É um verdadeiro acinte aos direitos humanos, por exemplo, o modo como a fala nordestina é retratada nas novelas de televisão, principalmente da Rede Globo. Todo personagem de origem nordestina é, sem exceção, um tipo grotesco, rústico, atrasado, criado para provocar o riso, o escárnio e o deboche dos demais personagens e do espectador. No plano linguístico, atores não nordestinos expressam-se num arremedo de língua que não é falada em lugar nenhum do Brasil, muito menos no Nordeste. Costumo dizer que aquela deve ser a língua do Nordeste de Marte! Mas nós sabemos muito bem que essa atitude representa uma forma de marginalização e exclusão. (1999 p.43-44)

O preconceito linguístico ligado ao fator social demonstra outro fato também

importante sobre a linguagem do nordestino. Segundo o IBGE, em dados de

distribuição de renda por região no ano de 2013, a região Norte é tão pobre quanto a

Nordeste. No entanto, a fala de sua população não é tão ridicularizada pela mídia e

por outros grupos sociais. Uma hipótese para esse estigma é a miscigenação

africana em primazia no Nordeste, ao passo que em menor escala essa

miscigenação ocorreu no norte do país.

Embora as desigualdades sociais brasileiras tenham diminuído nos últimos

anos, ainda são gritantes as comparações entre as classes com maior e com menor

poder econômico. Ainda que muitos brasileiros tenham saído da pobreza extrema,

os seus falares permanecem abaixo dessa linha. Pior ainda, cerceada por mitos,

estigmas e discursos manipuladores que aliam a linguagem às formas de coerção

social. “No Brasil, as pessoas excluídas do poder político e do poder aquisitivo

também são excluídas do poder falar” (BAGNO, 2003, p.75).
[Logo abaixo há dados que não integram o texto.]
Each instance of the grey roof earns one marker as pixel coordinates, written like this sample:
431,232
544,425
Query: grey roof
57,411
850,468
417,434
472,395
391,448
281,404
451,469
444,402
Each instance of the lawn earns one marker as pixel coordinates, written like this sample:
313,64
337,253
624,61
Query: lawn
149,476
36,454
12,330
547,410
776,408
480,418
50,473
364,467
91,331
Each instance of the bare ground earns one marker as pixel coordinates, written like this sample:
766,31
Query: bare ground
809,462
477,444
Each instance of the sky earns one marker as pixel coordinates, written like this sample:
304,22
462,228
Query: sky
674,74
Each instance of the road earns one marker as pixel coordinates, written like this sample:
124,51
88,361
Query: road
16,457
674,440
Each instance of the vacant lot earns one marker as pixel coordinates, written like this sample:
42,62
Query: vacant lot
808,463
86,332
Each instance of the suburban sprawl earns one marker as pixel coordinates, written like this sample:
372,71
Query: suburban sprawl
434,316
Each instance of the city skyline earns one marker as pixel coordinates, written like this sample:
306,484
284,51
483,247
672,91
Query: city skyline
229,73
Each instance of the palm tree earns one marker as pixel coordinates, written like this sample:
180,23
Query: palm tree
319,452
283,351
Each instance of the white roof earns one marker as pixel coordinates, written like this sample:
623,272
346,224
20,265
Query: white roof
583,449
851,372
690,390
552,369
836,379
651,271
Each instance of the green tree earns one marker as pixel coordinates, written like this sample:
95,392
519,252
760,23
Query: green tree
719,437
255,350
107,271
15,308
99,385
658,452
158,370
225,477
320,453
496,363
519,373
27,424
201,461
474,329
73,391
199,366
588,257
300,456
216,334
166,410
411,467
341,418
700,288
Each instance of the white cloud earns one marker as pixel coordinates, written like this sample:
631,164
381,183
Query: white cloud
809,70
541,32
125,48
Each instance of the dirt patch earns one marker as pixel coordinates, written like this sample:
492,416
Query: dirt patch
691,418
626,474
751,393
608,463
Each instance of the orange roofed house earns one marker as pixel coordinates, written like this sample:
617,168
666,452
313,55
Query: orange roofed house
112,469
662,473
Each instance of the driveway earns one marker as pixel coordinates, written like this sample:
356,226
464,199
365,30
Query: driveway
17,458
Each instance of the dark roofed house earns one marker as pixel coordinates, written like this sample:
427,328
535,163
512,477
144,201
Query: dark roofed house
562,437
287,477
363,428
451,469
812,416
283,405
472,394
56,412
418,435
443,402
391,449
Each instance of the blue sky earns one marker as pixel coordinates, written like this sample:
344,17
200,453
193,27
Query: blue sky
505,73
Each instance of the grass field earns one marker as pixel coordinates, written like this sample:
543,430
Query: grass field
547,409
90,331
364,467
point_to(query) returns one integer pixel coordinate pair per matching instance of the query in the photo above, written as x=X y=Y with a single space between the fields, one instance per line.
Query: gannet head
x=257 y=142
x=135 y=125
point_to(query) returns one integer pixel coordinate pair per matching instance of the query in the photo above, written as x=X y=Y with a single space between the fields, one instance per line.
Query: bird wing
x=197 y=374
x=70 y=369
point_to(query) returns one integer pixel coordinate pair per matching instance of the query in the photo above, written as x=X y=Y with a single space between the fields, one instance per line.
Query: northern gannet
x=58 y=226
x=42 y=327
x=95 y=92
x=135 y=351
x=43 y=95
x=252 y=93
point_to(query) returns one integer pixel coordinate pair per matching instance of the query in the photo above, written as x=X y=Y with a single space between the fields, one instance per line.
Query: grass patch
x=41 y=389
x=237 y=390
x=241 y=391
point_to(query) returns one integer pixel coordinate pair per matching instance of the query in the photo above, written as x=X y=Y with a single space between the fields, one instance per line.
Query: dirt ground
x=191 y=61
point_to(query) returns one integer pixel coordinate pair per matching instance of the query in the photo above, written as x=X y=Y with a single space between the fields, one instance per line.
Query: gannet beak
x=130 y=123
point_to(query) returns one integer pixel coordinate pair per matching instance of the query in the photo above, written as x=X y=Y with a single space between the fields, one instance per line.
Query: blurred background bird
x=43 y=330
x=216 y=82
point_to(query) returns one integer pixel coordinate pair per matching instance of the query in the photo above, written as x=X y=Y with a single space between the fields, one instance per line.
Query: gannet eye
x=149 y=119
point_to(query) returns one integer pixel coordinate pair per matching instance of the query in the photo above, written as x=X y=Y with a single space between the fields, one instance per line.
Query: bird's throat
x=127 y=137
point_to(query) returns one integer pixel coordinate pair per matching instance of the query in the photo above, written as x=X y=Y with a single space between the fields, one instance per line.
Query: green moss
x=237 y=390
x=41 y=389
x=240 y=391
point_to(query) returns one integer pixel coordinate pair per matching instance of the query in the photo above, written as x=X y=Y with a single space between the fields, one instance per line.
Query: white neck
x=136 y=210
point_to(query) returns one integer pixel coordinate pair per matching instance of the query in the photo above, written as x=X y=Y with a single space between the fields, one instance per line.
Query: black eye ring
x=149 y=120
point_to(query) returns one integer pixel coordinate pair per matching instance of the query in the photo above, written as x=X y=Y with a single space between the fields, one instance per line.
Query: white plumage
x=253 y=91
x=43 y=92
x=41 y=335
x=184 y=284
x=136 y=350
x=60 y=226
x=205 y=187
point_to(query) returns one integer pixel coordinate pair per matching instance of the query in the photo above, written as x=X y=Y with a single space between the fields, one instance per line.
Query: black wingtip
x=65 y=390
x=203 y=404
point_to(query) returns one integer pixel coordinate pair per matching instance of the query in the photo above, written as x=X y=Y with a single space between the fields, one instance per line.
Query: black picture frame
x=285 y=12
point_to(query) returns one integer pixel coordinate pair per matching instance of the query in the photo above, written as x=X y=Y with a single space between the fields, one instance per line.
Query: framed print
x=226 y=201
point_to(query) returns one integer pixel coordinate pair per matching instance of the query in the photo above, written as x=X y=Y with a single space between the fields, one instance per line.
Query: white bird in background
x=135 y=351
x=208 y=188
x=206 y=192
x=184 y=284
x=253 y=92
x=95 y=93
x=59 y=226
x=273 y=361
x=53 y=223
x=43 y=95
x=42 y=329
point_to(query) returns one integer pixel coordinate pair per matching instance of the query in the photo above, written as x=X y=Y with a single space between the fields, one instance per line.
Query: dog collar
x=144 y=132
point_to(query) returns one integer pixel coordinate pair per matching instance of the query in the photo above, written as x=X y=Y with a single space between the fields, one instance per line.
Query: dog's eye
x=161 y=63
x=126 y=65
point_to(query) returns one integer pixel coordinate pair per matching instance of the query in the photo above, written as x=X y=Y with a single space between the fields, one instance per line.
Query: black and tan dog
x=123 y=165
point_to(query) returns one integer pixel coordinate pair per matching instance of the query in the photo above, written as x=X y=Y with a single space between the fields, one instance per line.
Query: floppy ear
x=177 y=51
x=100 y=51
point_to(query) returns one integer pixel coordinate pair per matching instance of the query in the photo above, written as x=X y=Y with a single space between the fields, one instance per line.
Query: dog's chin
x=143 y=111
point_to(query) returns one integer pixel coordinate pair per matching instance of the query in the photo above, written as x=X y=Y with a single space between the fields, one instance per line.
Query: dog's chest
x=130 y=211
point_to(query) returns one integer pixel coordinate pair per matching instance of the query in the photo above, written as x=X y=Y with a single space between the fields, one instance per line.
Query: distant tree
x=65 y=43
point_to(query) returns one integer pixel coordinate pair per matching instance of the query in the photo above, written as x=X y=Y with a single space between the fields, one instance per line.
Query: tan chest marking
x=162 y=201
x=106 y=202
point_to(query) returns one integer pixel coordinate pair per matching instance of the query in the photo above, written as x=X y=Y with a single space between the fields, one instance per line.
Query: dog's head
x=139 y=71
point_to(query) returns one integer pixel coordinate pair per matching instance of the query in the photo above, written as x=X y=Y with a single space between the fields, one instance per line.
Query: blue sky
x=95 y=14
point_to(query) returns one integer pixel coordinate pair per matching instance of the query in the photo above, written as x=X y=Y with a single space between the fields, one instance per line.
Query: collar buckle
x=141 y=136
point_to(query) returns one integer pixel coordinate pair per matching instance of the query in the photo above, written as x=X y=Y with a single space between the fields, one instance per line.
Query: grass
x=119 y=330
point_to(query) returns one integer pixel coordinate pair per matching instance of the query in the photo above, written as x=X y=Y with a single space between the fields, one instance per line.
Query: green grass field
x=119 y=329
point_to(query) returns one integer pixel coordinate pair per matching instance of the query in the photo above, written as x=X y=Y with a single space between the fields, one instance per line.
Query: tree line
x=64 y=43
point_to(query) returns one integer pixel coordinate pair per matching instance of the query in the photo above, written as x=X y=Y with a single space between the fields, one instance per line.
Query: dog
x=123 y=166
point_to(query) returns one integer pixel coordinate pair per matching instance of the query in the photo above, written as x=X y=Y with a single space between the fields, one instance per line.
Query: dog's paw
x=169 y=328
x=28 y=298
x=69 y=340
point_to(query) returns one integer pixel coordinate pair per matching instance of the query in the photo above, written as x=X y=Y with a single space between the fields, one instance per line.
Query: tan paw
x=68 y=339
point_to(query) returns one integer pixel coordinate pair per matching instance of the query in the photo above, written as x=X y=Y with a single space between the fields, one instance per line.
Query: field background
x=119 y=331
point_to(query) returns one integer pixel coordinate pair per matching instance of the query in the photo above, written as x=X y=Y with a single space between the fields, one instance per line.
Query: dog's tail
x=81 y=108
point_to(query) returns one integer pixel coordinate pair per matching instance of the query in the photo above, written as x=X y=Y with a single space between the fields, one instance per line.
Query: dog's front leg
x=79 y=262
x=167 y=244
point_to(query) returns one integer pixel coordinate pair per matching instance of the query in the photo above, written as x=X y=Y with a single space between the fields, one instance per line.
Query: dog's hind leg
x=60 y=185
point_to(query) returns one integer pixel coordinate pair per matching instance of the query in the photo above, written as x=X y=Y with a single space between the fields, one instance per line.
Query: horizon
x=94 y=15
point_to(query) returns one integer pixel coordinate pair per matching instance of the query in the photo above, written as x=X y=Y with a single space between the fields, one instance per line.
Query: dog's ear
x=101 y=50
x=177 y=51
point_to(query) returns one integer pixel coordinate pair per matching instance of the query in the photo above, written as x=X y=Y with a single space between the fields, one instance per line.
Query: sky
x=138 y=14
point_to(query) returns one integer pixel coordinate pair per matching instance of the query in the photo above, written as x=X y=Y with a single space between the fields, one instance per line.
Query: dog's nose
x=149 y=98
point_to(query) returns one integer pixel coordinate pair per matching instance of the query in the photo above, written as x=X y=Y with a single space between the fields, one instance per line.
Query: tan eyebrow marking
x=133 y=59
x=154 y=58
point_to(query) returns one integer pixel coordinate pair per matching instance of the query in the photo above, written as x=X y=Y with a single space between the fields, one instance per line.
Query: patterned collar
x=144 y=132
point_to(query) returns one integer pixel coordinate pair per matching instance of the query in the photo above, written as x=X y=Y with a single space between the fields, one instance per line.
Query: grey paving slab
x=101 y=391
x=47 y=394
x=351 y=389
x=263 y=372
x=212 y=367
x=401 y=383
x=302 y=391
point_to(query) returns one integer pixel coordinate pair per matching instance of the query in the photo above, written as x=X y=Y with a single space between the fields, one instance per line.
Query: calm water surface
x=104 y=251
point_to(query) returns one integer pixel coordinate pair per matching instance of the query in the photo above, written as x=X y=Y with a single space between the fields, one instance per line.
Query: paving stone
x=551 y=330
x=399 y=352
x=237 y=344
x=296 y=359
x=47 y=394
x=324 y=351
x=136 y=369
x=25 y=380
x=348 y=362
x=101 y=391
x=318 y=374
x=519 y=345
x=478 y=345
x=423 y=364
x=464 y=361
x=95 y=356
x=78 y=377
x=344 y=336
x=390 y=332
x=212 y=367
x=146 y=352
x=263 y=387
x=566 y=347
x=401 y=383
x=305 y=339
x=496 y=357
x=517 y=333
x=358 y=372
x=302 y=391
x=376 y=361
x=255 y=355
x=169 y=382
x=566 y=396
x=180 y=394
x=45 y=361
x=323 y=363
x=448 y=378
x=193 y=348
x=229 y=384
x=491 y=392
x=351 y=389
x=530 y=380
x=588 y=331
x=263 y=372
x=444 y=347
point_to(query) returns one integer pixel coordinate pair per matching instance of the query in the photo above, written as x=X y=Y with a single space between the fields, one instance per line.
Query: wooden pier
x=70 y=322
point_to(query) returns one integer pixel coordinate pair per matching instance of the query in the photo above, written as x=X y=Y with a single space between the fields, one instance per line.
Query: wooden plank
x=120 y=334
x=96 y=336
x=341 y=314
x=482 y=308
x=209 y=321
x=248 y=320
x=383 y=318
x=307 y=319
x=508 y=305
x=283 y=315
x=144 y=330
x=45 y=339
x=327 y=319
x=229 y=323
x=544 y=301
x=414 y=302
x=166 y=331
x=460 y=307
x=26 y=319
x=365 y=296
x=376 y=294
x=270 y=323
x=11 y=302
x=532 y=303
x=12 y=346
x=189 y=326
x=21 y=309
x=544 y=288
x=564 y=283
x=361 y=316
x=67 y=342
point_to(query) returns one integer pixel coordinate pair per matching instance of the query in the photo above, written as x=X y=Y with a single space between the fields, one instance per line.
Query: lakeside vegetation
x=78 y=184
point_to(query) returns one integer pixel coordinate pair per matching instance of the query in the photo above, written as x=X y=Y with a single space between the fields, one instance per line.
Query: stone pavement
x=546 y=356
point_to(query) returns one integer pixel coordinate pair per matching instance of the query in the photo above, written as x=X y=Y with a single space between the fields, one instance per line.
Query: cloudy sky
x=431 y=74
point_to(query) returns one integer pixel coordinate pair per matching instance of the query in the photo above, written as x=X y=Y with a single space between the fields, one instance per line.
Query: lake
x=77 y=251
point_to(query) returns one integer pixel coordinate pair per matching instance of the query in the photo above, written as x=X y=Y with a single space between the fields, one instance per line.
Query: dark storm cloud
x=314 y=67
Um exemplo utilizado por Bagno (1999) que retrata bem o argumento acima é

o que compara o fenômeno linguístico chamado palatalização, manifestado na

região sudeste e na região nordeste. Nesse mesmo livro, ele observa que:

Na pronúncia normal do Sudeste, a consoante que escrevemos T é pronunciada [tš] (como em tcheco) toda vez que é seguida de um [i]. Esse fenômeno fonético se chama palatalizacao. Por causa dele, nós, sudestinos, pronunciamos [tšitšia] a palavra escrita TITIA. E todo mundo acha isso perfeitamente normal, ninguém tem vontade de rir quando um carioca, mineiro ou capixaba fala assim. Quando, porém, um falante do Sudeste ouve um falante da zona rural nordestina pronunciar a palavra escrita OITO como [oytšu], ele acha isso “muito engraçado”, “ridículo” ou “errado”. Ora, do ponto de vista meramente lingüístico, o fenômeno é o mesmo — palatalizacao —, só que o elemento provocador dessa palatalização, o [y], está antes do [t] e não depois dele. (p.44)

Este tópico inicial, além de esclarecer questões pertinentes aos estudos da

variação, demonstra como a norma padrão é utilizada para a segregação social,

estabelecendo juízo de valor para as transformações linguísticas tão naturais da

língua. Nesse sentido, construções de linguagem são alçadas ao status de

modalidade socialmente valiosa, enquanto outros são desvalorizados. Essa

avaliação motiva-se, no fundo, por questões mais socioeconômicas que puramente

linguísticas.

Para ampliar as reflexões aqui propostas sobre a representação do nordestino

no cinema nacional, via construção da linguagem, propõe-se refletir um pouco mais

sobre o preconceito linguístico. O cenário político da atualidade, devido às eleições

presidenciais, incitou na mídia e nas redes sociais, novamente, termos difamatórios

e preconceituosos sobre o povo da região nordeste. Antes mesmo da reeleição da

candidata Dilma Roussef, esses meios discursivos ficaram repletos de charges,

tirinhas, frases e diversos outros materiais, acusando os nordestinos de não

saberem votar. Mais uma vez, como há anos, com a posse do presidente Lula,

também esse período no Brasil foi marcado por fortes críticas, não de caráter

puramente político, e sim linguístico.

Ao analisar o fenômeno da palatalização, Bagno (1999, p.44) questiona o

porquê de um mesmo fenômeno na boca de uns ser normal e na boca de outros ser

engraçado. Ele mesmo analisa e conclui que:

o que está em jogo aqui não é a língua, mas a pessoa que fala essa língua e a região geográfica onde essa pessoa vive. Se o Nordeste é “atrasado”, “pobre”, “subdesenvolvido” ou (na melhor das hipóteses) “pitoresco”, então, “naturalmente”, as pessoas que lá nasceram e a língua que elas falam também devem ser consideradas assim... (p.45)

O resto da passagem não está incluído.